Nach Darstellung der Anklage hatte die Frau bei einem Treffen mit Mitarbeitern Alkohol getrunken, wurde so krank und benommen, dass sie nicht mehr stehen konnte, und wurde von Kollegen vollständig bekleidet in ihr Zimmer gebracht. Dort sei sie schlafen gelassen worden. Später, so sagte sie vor Gericht, sei sie nackt und ohne Erinnerung an das Geschehen der Nacht wieder zu sich gekommen. In einem weiteren Bericht wurde die Schilderung der Staatsanwaltschaft mit den Worten wiedergegeben, sie sei auf blutbefleckten Laken aufgewacht.
Mawson bestritt die Vorwürfe vehement und erklärte, der sexuelle Kontakt sei einvernehmlich gewesen. Vor Gericht sagte er, die Frau sei nicht betrunken gewesen, sondern wach und ansprechbar. Sie habe geflirtet, und er habe an ihre Tür geklopft und sei hereingebeten worden. Zugleich räumte er ein, selbst stark alkoholisiert gewesen zu sein und erst am nächsten Morgen erkannt zu haben, wie betrunken er tatsächlich gewesen sei.

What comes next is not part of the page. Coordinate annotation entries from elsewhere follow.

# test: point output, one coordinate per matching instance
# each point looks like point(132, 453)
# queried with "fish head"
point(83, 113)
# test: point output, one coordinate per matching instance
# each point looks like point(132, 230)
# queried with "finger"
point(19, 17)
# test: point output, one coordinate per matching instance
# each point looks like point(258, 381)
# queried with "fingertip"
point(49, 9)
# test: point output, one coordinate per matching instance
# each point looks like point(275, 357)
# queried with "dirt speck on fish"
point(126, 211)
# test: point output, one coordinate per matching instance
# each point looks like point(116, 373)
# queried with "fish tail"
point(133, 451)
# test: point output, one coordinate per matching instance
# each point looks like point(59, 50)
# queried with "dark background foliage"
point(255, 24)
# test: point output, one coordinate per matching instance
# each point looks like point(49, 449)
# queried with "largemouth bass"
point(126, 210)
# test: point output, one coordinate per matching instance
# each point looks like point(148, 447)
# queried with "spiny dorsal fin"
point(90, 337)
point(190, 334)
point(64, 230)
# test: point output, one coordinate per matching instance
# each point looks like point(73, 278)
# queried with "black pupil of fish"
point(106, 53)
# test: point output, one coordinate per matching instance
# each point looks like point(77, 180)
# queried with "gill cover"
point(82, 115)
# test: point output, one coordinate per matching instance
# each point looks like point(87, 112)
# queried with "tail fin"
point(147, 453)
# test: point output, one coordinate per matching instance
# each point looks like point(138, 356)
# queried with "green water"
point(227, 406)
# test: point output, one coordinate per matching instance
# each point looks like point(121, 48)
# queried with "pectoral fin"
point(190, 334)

Im Mittelpunkt des Verfahrens stehen damit zwei unvereinbare Versionen derselben Nacht: hier die Anklage, die von einem Übergriff auf eine bewusstlose Frau spricht, dort Mawsons Aussage, die Begegnung sei freiwillig gewesen. Staatsanwalt Xavier Christe sagte in seinem Schlussvortrag, Mawsons Aussage vor Gericht weiche in mehreren Punkten von früheren Angaben gegenüber den Ermittlern ab. Besonders hob er Widersprüche bei Mawsons Darstellung zur Verwendung von Kondomen hervor, nachdem dieser zunächst von Kondomen gesprochen, später aber erklärt hatte, es sei kein Schutz verwendet worden.
Mawson bestätigte außerdem, der Pflegerin nach Bekanntwerden der Vorwürfe eine Entschuldigungsnachricht geschickt zu haben. Auf Nachfrage von Richterin Patricia Cornaz begründete er das damit, er sei von den Anschuldigungen überwältigt gewesen. Es sei eine gentlemanlike Geste gewesen, sagte er, obwohl er nichts falsch gemacht habe.
Der Fall spielt zwar im Umfeld von Michael Schumacher, ist nach Angaben des Gerichts aber nicht gegen dessen Familie gerichtet. Die Frau gehörte laut Gericht zu einem medizinischen Team, das den seit seinem Skiunfall 2013 nicht mehr öffentlich gesehenen siebenmaligen Formel-1-Weltmeister betreute. Laut Anklage war jedoch kein Mitglied der Schumacher-Familie zum Zeitpunkt des mutmaßlichen Vorfalls im Haus, niemand aus der Familie wurde als Zeuge benannt, und die Familie ist nicht Gegenstand des Verfahrens.
Für das Gericht läuft der Prozess damit auf die zentrale Frage hinaus, welcher Darstellung es folgt: der Schilderung einer Frau, die nach dem Abend jede Erinnerung verloren haben will, oder Mawsons Version eines einvernehmlichen Kontakts, die die Staatsanwaltschaft wegen mehrerer Widersprüche direkt angreift.